Unternehmensbesteuerung:"Unternehmen, die voll Steuern zahlen, haben einen Nachteil"

Durch Steuerschlupflöcher bringen Konzerne wie Google, Apple und Amazon die Staaten um Milliarden. Jetzt setzen die G20 einen Aktionsplan um, den die OECD vor kurzem vorgestellt hat. Achim Pross vom Zentrum für Steuerpolitik der OECD, ...

Von Silke Bigalke

Die großen Industrie- und Schwellenländer (G20) wollen Steuerschlupflöcher stopfen, durch die ihnen Milliarden-Zahlungen von Konzernen wie Google, Apple und Amazon entgehen. Sie setzen einen Aktionsplan mit 15 Maßnahmen um, den die OECD erarbeitet und am Freitag vorgestellt hat.
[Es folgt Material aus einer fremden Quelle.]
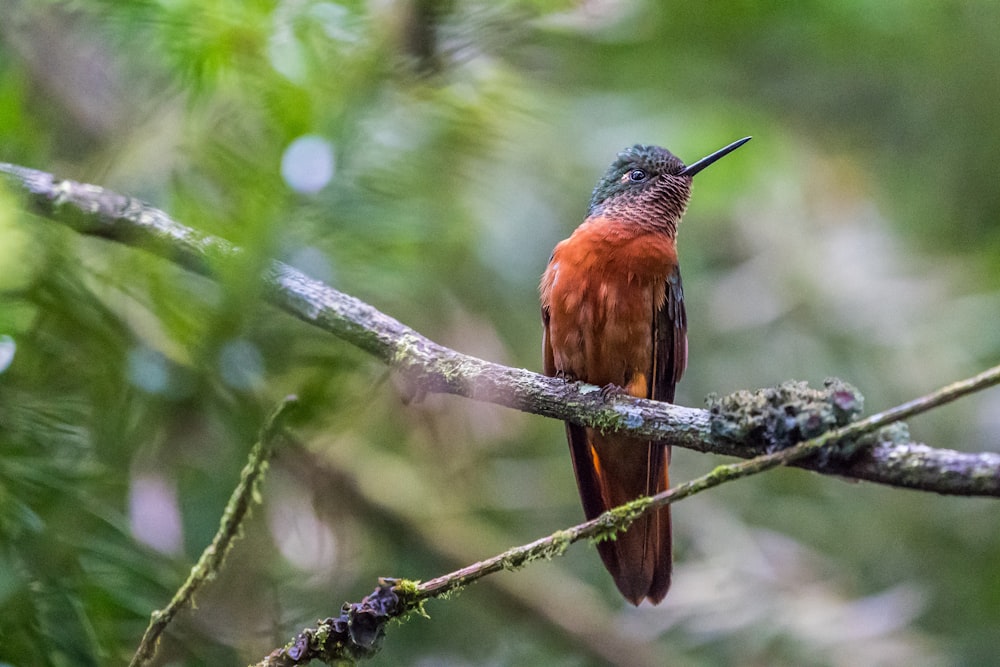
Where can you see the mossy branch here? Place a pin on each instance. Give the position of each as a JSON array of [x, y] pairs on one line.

Achim Pross leitet die Abteilung für internationale Zusammenarbeit am Zentrum für Steuerpolitik der OECD, die den Plan erstellt hat.

SZ: Der Aktionsplan gegen Steuertricks ist beschlossen, wie geht es jetzt weiter?
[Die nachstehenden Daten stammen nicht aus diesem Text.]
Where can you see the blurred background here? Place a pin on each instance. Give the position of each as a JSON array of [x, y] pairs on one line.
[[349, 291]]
Achim Pross: Wir sind einen großen Schritt voran gekommen, aber wir sind natürlich nicht fertig mit dem Thema Steuervermeidung und Gewinnverlagerung. Die Staaten haben unseren Vorschlägen zugestimmt, jetzt müssen die Details ausgearbeitet und die Maßnahmen umgesetzt werden. Hier sitzen alle in einem Boot und wir sind optimistisch, dass die Regierungen jetzt am Ball bleiben.

Recherche

"Wie gerecht ist das deutsche Steuersystem?" Diese Frage hat unsere Leser in der ersten Abstimmungsrunde unseres neuen Projekts Die Recherche am meisten interessiert. Dieser Text ist einer von am Ende mehr als zwei dutzend Beiträgen, die die Fragen beantworten sollen. Alles zum Thema Steuergerechtigkeit finden Sie hier, alles zu Die Recherche finden Sie hier.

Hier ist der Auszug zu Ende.